Jour 22 p53-54 (ed. Gallimard)
Proust fait référence au contexte et à l'atmosphère des choses. Un orage augmente en effet la dimension de l'idée qu'on se fait d'un feu de cheminée en hiver. Ça le rend d'autant plus chaleureux, attirant, sensuel, l'écart entre chaud et froid. Isolé dans la campagne, s'il se met à pleuvoir, fort, rendant l'extérieur inaccessible ou peu praticable, il n'y aura plus aucun manquement à simplement rester là, au coin du feu.
"(...) se mettre au chaud devant le feu, déjà allumé entre les deux briques (...) comme un de ces grands "devant de four" de campagne, ou de ces manteaux de cheminée de châteaux, sous lesquels on souhaite que se déclare dehors la pluie, la neige, même quelque catastrophe diluvienne pour ajouter au confort de la réclusion la poésie de l'hivernage"
Le narrateur parle de réclusion, c'est à dire de l'obligation à rester enfermé. L'obligation peut-elle avoir du bon ? Certainement, pour qu'il y associe le confort. Serait-ce dû au fait qu'elle nous déresponsabilise ?
Il a le souhait de la pluie. Qui deviendrait donc, à la fois un facteur hyperbolisant du plaisir que peut procurer un feu de cheminée, et par la force des choses une raison toute donnée de ne pas s'en éloigner.
Évacuée est la culpabilité dont déborde le fait de manquer de productivité. Quelle paix pour l'esprit. Ne rien faire, en paix.
En ai-je fait assez pour me permettre de céder ce moment au plaisir pur, dénué de toute ambition ? Seule notre conscience en juge. Ici personne ne nous en voudra de passer l'après-midi à glander au coin du feu. Mais il y a tout le reste, l'intensité de la vie qui, si on la prend au pied de la lettre ne laisse aucun moment de répit. Il nous faut une excuse bien ficelée et surtout venue d'ailleurs, si l'on veut se convaincre que nous avons le droit de ne rien foutre. Ceci dit certaines personnes elles, ne se posent pas la question. Se reposent ainsi, se prélassent longuement, sans plus de remous intérieurs. Ça parait être une chance pour ceux qui en sont incapables, lâcher prise, mais comme tout il ne faut pas en abuser. Au risque de lâcher complètement.
Sinon avoir le choix de l'activité ou du repos, prendre le risque de l'ennui. Pour les avides d'action ou les angoissés du vide le choix est fait. Bien que le vide "vide" semble avoir perdu sa place à l'ère des réseaux sociaux. Le scroll l'empêche, c'est un vide déguisé, une inactivité qui bourre les yeux et divertit l'esprit.

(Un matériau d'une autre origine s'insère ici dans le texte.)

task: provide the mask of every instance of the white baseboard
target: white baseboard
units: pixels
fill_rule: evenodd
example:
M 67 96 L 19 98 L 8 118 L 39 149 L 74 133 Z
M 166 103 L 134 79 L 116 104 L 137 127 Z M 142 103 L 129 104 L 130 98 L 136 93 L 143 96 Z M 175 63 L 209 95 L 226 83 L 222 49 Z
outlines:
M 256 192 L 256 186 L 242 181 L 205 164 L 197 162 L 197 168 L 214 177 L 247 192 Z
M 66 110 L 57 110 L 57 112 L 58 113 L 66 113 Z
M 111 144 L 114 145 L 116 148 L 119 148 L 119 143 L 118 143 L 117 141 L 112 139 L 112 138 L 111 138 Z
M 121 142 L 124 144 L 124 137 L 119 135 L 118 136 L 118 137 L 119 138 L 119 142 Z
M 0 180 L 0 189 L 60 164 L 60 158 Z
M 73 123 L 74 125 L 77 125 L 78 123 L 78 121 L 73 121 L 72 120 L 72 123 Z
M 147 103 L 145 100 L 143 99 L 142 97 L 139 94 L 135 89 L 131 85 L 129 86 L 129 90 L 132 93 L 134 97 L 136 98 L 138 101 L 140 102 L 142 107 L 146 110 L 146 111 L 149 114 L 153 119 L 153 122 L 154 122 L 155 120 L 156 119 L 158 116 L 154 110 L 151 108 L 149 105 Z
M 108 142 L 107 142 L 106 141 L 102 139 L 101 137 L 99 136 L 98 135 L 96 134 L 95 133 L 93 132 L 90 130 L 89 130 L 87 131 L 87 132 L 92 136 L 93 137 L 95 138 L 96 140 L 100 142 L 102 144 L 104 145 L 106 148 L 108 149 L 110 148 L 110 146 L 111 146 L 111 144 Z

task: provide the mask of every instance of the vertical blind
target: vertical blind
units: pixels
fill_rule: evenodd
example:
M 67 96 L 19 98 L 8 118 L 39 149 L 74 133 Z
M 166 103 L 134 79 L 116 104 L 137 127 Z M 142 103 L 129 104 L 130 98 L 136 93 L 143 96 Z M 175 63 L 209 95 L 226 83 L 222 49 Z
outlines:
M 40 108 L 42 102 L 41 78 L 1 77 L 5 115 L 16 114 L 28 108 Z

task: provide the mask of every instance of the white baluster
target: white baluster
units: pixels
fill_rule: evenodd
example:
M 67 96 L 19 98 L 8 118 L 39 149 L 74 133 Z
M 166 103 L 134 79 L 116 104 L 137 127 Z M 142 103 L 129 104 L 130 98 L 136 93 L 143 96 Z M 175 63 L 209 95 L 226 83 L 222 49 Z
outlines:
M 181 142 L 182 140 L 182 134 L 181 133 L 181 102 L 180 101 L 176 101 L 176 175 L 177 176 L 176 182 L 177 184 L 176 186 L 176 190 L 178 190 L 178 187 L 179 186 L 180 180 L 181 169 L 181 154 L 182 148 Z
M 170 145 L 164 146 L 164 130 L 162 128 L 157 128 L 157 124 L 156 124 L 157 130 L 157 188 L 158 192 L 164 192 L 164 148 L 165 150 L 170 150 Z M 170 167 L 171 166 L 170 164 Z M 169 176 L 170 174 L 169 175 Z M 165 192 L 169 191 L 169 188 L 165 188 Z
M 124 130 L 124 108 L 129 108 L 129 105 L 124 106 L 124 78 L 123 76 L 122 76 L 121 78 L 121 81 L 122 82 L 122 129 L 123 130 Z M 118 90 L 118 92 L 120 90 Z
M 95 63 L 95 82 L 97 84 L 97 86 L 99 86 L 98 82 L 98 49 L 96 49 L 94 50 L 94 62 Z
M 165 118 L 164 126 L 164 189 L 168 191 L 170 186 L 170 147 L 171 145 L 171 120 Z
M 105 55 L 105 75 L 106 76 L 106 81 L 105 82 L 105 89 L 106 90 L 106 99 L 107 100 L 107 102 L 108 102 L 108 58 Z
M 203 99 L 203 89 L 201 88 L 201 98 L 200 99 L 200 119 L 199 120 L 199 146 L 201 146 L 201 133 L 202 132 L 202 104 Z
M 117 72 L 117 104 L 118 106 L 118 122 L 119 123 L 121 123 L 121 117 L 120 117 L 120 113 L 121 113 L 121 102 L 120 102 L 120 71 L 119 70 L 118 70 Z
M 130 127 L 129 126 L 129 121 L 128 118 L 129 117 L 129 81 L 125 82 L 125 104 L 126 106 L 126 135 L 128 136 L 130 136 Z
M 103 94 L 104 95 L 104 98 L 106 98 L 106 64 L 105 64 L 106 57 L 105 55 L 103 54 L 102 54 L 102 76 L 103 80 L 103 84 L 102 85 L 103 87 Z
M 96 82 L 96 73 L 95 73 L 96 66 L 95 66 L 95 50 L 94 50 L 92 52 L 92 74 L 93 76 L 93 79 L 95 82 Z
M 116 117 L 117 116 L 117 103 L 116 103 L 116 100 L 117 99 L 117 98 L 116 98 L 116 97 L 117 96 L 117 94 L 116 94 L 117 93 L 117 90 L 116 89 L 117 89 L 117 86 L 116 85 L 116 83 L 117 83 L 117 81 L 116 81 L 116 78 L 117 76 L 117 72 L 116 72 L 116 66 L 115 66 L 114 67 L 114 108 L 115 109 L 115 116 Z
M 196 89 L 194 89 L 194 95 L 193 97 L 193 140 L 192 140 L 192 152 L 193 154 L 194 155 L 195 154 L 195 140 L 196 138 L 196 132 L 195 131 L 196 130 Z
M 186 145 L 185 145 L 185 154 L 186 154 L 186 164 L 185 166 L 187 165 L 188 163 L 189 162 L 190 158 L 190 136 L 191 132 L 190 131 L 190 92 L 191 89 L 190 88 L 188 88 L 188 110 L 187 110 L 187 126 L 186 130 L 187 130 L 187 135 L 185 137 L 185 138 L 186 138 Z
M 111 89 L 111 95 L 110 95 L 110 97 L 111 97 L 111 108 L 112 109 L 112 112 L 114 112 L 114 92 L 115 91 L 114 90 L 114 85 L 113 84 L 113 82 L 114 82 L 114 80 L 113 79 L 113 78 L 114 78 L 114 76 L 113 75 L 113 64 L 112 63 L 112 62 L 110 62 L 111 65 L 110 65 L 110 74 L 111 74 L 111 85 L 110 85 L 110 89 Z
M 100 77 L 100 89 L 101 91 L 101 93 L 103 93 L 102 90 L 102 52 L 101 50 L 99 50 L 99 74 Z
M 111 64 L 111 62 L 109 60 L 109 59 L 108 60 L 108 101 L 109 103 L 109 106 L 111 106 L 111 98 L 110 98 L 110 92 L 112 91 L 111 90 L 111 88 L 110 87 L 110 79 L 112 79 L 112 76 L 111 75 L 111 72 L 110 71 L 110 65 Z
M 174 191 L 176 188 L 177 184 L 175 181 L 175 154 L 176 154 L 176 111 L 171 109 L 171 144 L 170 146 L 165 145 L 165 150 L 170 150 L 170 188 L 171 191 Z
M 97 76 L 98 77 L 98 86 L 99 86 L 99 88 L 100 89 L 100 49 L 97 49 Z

Le confort de la réclusion donc. Le confort qu'offre l'obligation. À quel point la contrainte peut parfois être salvatrice. C'est un processus que le borné refusera, coûte que coûte il transférera son besoin d'hyperproductivité à des taches d'intérieur s'il se trouve enfermé. Mais son champs d'action étant drastiquement réduit, une fois à court d'accomplissements il se trouvera rassuré de disposer de l'excuse de ne rien faire. Il ne peut rien faire de plus.
Le confinement en est le dernier exemple.
Nécessitant de l'espace et un minimum de confort, la mise à l'écart soudaine du rythme infernal de la vie, imposé par le confinement, pouvait à terme être vécue comme un cadeau. Introspection forcée comprise.
Ce qui se passe à l'extérieur, hors de notre portée, peut toutefois ponctuellement s'imposer à nous. Pour le pire et le meilleur, quand il s'agit de trancher à notre place. C'était un enseignement oublié. L'immédiateté du renversement. Le poids direct des décisions.
Le confinement était aussi et évidemment autre chose, mais je me permets de ne pas aborder le drame sanitaire pour ne parler que de certains réflexes psychologiques suscités par ce cloisonnement imposé.
S'arrêter, apprécier, se faire face, encore, ne pas résister, s'activer à nouveau.
Je ne saurais dire d'où vient cette culpabilité constante - ou presque - que l'on ressent pour un rien, si ce n'est d'une précarité émotionnelle propre à l'homme. Si l'esprit est préoccupé, le contexte ou le confort importent peu. Celui qui est rongé par un mauvais sentiment ne peut profiter correctement, même des meilleures choses.
L'émancipé affectif lui, fait bien ce qu'il veut. Jusqu'à ne rien faire. Sans état-d'âme il peut assumer l'envie d'une raclette en été. Il se fiche du sens des choses autant que celui de sa propre existence. Il vogue.